デジタルレイバー(仮想知的労働者)とは、AIやRPAなどのテクノロジーを活用して、コンピューター上で自動的に業務を遂行するソフトウェアロボット全般を指す言葉。デジタルの世界にのみ存在する労働者と考えるとイメージしやすくなるでしょう。
「労働者」というくらいなので、言葉が対象とするのはあくまでも割り当てられた業務を担う単一のシステムになります。作業のやり方をプログラミングしたり、実行内容に問題がないかをチェックしたりと、学習プロセスが必要になるのも特徴です。
ちなみにデジタルレイバーについて語られる際に出てくる言葉に、「RPA(ロボティック・プロセス・オートメーション)」があります。RPAは、ソフトウェアにより定型的な業務を自動化する仕組みで、デジタルレイバーと同義で使われるケースが少なくありません。
ただRPAが実行するのはあらかじめプログラムされた処理のみ。ルールを学習して柔軟に業務を実行するという技術ではないため、対応できる業務は限定的です。デジタルレイバーの業務システムのひとつにRPAがあるという位置づけです。

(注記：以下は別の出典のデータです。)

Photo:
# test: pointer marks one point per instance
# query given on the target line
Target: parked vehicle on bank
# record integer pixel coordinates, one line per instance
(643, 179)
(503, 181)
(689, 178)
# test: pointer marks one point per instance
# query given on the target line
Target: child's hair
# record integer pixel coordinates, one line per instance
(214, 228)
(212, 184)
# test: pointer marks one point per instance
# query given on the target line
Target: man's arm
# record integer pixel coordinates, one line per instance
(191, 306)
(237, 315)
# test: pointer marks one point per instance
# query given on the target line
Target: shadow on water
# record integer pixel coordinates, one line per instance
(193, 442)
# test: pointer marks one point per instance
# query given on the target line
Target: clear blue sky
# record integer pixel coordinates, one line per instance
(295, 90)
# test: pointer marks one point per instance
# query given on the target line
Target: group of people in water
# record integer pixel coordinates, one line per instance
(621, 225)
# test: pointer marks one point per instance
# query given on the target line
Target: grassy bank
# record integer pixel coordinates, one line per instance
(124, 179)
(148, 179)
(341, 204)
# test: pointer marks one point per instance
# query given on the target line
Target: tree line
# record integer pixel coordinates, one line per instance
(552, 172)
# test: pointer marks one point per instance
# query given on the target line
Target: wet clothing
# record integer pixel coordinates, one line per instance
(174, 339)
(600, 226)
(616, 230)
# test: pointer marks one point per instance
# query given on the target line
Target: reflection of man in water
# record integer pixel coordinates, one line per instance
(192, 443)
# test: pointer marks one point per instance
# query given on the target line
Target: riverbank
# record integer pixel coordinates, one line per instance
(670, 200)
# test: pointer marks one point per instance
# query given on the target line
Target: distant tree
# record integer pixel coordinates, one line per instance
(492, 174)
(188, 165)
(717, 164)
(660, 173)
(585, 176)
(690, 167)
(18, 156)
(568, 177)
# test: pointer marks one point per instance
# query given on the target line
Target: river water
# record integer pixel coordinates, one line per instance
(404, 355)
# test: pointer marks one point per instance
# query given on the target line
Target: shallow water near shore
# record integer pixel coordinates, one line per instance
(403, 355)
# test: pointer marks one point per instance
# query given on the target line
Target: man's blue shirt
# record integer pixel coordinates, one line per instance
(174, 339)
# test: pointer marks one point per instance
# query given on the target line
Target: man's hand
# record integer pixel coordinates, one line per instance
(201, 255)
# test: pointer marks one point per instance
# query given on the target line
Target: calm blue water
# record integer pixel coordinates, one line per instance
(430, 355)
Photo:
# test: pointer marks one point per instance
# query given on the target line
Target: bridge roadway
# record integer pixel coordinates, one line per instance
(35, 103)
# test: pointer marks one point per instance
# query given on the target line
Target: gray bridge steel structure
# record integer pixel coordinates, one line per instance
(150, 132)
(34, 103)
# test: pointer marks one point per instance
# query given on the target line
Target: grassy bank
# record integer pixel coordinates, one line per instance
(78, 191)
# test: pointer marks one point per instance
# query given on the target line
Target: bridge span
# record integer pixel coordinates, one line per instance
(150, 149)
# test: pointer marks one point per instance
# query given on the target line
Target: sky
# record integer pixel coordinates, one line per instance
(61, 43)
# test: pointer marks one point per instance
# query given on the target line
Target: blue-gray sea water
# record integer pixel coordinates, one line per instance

デジタルレイバーにより自動化が可能になる業務としては、定型的なメールの送受信や振り分け、請求データの照合、書類のスキャン・保管・テキスト化、競合サイトからの情報収集などが挙げられます。
さらに現在はAI技術の進歩が著しく、状況をふまえた判断や臨機応変な対応など、より高度に自律化したソフトウェアロボットが増えていく可能性が高いといわれています。
総務省の2020年の調査によると、15〜64歳の平均労働人口は年間で34万人ほど減少しており、多くの業界で労働人口の不足が顕在化してきました。
企業がデジタルレイバーを導入すれば、これまで人間が担ってきた定形・簡単な判断で済む非定形の業務を24時間休みなく自動化することで、人材不足の解決につながります。その分のリソースをコア業務に投入することで生産性向上が実現可能です。
国際的な競争力を獲得・維持するために「DX推進」の必要性が叫ばれている今、デジタルレイバーの活用は必要不可欠になりつつあります。
ここまで読んで、「人間の仕事がすべてロボットに奪われてしまう」…そんなディストピアを想像した人もいるかもしれません。
しかし、発注者の意図を汲み取って形にしたり、複雑な業務をデジタルレイバーがこなせるようになったりするのは、まだまだ先の話になります。デジタルレイバーの成果を管理・評価したり、最終的な意思決定を担ったりするのは、あくまでも人間です。
重要なのはデジタルレイバーが苦手とする領域を正確に把握したうえで、人の手で行うべき仕事や、新たに生まれる仕事を見極めること。
今後はデジタルレイバーと人間が互いの得意分野で補い合いながら、ビジネスパートナーのように協働していく仕事のあり方が主流になっていくのかもしれません。